Victoria Falls — ClimDev-Africa) - Some 400 delegates who have been meeting in Victoria Falls, Zimbabwe for the 5th annual Conference on Climate Change and Development in Africa (CCDA) since Tuesday all have their eyes and attention now turned towards the Paris Climate talks which open in the French capital at the end of next month.
Dr. Fatima Denton, Director of the Special Initiatives Division and Coordinator of the African Climate Policy Centre (ACPC) set the tone on Tuesday when she had warned right at the opening session that Africa would have to remember Paris and COP 21 with the recognition that it took its best tools to the negotiation table; "that our arguments on energy and food security are strong enough to trigger a new global compact; and that we have provided a new rationale for why our economies and investment flows must align with a decarbonizing pathway."
The urgent question for Africa, she suggested, "is to figure out how fast can we run to repair, to replenish, to respond to the critical cascading challenges that we witness; ranging from an alarming rate of degradation of our water resources, soils, food systems, land, trees and forests and even the air we breathe and the rainfall and temperatures that we rely on to sustain our crops and to provide surpluses and to secure longevity and good health."
Beyond Paris, the issues that should preoccupy Africa, she continued, have to deal with what it can do for itself and, with others to locate itself at the centre of a new world order where it is able to act as the main purveyor of climate resilient development services.".
"How can Africa process the bounteous natural resources that it has long enjoyed and open a new window for a service industry that will add value to its primary products?
"How can it change the current cycle of an agricultural system that is struggling to feed its people to a climate smart system of agriculture that rhymes with tradeable goods and new markets? , she interrogated.
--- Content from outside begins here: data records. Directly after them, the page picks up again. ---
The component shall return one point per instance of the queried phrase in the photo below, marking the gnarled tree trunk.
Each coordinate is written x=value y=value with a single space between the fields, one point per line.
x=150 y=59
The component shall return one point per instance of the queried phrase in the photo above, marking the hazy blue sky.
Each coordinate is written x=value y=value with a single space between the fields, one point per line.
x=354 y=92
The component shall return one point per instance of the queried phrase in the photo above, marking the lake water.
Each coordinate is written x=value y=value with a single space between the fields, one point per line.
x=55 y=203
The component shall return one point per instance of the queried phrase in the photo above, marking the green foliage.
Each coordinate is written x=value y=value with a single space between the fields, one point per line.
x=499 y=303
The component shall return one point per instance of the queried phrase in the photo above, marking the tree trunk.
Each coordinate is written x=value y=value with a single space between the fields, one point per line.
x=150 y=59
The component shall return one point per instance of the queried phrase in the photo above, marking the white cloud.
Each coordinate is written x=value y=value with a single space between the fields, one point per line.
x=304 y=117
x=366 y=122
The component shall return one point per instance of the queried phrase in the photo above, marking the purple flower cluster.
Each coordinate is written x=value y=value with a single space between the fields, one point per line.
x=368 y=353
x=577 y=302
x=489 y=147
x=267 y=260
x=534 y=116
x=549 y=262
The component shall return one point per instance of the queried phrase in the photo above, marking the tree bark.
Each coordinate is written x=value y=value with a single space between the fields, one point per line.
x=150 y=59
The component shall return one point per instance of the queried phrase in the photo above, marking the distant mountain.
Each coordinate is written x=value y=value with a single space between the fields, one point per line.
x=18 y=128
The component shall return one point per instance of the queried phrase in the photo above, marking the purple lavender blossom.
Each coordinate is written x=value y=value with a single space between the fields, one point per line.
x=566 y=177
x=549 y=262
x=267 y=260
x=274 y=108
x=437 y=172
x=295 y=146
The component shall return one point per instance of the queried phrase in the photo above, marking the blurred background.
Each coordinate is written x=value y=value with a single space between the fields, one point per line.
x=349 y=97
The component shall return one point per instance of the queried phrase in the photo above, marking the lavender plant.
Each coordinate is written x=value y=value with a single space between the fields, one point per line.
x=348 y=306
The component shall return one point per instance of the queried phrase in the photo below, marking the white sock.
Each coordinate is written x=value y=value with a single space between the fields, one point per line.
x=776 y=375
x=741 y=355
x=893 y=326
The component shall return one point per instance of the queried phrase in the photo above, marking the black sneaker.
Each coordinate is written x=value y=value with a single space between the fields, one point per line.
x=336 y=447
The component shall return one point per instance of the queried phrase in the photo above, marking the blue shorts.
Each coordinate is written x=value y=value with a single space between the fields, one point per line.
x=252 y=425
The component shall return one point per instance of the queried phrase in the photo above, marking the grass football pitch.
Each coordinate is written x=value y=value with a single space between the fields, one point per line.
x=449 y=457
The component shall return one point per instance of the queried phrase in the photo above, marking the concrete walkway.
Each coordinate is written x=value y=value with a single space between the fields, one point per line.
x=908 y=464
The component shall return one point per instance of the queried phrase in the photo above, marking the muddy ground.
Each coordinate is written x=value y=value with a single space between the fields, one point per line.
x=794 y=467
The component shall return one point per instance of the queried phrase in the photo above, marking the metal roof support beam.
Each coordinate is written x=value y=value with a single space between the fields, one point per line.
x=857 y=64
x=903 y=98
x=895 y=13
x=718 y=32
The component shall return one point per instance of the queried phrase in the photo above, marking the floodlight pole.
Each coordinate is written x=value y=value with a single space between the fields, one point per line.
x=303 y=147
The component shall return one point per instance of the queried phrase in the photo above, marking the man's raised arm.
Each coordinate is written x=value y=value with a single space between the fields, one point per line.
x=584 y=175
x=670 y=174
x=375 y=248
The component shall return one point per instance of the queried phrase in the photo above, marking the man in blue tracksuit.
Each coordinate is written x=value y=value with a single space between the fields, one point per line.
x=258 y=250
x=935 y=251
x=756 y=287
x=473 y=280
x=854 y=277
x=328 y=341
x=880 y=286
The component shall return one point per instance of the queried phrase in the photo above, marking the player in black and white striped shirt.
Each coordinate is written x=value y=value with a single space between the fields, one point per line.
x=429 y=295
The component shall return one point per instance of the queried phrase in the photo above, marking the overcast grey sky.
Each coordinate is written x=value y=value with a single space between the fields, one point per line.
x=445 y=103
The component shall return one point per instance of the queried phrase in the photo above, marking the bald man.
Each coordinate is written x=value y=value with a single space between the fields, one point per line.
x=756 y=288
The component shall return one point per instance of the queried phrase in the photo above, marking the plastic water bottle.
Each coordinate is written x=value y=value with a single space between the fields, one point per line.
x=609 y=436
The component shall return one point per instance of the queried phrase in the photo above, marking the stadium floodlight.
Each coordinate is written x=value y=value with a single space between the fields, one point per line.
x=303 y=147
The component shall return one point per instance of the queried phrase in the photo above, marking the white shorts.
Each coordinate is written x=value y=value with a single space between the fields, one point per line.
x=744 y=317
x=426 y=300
She added that the time is right for "ideas, strategies, plans and action that will enable Africa to sever ties with energy poverty and to concretise a plan of action that will enable its children to rediscover the full meaning of President Obama's "Power Africa" and to light up their future falling back on the continent's rich energy reserves in geothermal, wind and biomass and translating the anecdotal energy potential into energy action."
"Today is about a confident Africa, an Africa capable of giving new meaning to its growth story; able to use the argument on historical emissions to say to the rest of the world - you no longer have the license to emit on our behalf and we are prepared to invest in smart development by using our current atmospheric space to green our economies and to build climate resilient infrastructure" she explained.
Arguing that the price of inaction is as grave as the recklessness of continuing to pollute the earth, Dr. Denton said that "today is symbolised by a confident youth that is demanding a new treaty, not merely one that regulates global emissions, but a social contract that will hold current generations responsible, not for what they did, but especially for what they are not doing."
She called for urgent and practical action to win the ecological fight, especially "since we have not fully exploited our rich endowments in natural resources, and have not managed to turn these goods into prosperous markets; to arrest the deforestation tide, and in so doing, we continue to condemn our women and children to a lifelong exercise of searching for food, fuel and water."